As far as your DH's attitude, he's in such a rough spot right now :( I would just hang in there while you can, and put off big discussions on discipline for when you're all feeling better.

Tulip_Plus_3
02-18-2006, 01:14 PM
I'm so sorry. :hugheart

I hate to sound this way, but Caleb needs his life back more than your DH's beloved grandmother needs "everyone" around her at all times. I really think you need to take turns with your DH so one of you goes over to spend time with GMA, and the other of you stays home with Caleb.

My father died one month ago today. When he first died, and for a period of two weeks prior while he was dying, I allowed myself to cry in front of the children. I *thought* it would be a learning experience for them to see that people can be sad but still be okay, that maybe we could touch on the concept of death (my kids are three), and stuff like that. Only one time did I do the fall-on-the-floor-&-sob thing in front of them, and that was right when I found out Dad had died. ANYWAYS, my point is, this was all a HUGE mistake. My kids are just WAY too young to understand big adult feelings like intense grief. Seeing my cry, seeing me be sad, even though it was not all the time, even though I talked about it with them and made it clear my sadness & tears had nothing to do with them, wigged my kids out big time. They all went into freak-out mode: temper tantrums, screaming, crying, fighting, hyperactivity, bad dreams, the whole nightmarish gamut of toddler irrationality.

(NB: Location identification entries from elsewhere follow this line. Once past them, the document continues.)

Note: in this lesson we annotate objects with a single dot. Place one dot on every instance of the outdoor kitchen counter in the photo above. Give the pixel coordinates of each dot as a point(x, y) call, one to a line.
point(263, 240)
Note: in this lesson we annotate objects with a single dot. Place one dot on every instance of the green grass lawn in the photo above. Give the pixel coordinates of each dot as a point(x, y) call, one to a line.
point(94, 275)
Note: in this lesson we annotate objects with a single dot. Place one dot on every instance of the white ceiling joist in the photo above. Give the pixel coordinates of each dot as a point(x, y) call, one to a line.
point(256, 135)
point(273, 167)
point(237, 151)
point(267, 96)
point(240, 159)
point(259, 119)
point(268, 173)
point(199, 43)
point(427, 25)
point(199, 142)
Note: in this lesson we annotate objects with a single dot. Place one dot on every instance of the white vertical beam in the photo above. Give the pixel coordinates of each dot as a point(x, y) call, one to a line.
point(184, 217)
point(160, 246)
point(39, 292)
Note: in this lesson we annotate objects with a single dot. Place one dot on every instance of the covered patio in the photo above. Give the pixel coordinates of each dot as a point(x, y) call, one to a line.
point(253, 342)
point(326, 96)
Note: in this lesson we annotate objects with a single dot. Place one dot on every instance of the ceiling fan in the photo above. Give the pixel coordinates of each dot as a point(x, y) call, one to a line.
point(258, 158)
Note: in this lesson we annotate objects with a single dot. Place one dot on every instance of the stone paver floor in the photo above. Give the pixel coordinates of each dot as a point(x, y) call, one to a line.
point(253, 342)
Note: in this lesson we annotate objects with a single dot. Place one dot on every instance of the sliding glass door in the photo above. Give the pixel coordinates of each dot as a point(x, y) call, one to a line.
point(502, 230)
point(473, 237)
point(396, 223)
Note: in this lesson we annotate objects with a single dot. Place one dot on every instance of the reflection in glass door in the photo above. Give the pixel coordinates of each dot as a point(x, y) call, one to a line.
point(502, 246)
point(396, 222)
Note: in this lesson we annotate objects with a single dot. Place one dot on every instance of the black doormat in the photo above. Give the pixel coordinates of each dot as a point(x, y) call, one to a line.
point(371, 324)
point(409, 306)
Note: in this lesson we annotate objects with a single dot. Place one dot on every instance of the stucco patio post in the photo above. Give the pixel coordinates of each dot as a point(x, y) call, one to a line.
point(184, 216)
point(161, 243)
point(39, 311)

I should never have exposed my kids to my feelings like that. It was bad enough trying to accept what had happened to my dad. But to put freaked-out toddlers on top of it and have to deal with them, that was just too much. I soon realized that I needed to keep a very tight grip on my emotions so as not to upset my children any further. So that's what I've been trying to do. Mind you, I've not been perfect at it, but I have managed to not cry in front of them. I still have moments, like this morning I've been just all over the place emotionally and I know it's because we're at the one-month anniversary. But in the big picture I'm sheltering my kids from what's happened, and they are the better for it. Their emotional outbursts & "out there" behavior stopped a few days after I put a lid on my emotions.

So my WWYD advice is to shetler Caleb from what's happening. Keep his life as normal as possible. Take turns going to visit GMA without Caleb in tow. And try to not grieve in front of him, because little kids just can't handle it when the adults in their world are upset. They just can't.

Cindy
02-18-2006, 01:40 PM
I hate to sound this way, but Caleb needs his life back more than your DH's beloved grandmother needs "everyone" around her at all times. I really think you need to take turns with your DH so one of you goes over to spend time with GMA, and the other of you stays home with Caleb.

I was going to say the same thing.
:hugheart

milkmommy
02-18-2006, 02:22 PM
Two things first
I didn't want to upset him but he seemed totally oblivious to the fact that his great-grandpa wasn't there and he didn't seem upset in anyway either.
he's two he simpily doesn't understand and he wont for quite a while, death is something adults have trouble grasping he simpily doesn't understand don't fault him for that..
and


I hate to sound this way, but Caleb needs his life back more than your DH's beloved grandmother needs "everyone" around her at all times. I really think you need to take turns with your DH so one of you goes over to spend time with GMA, and the other of you stays home with Caleb.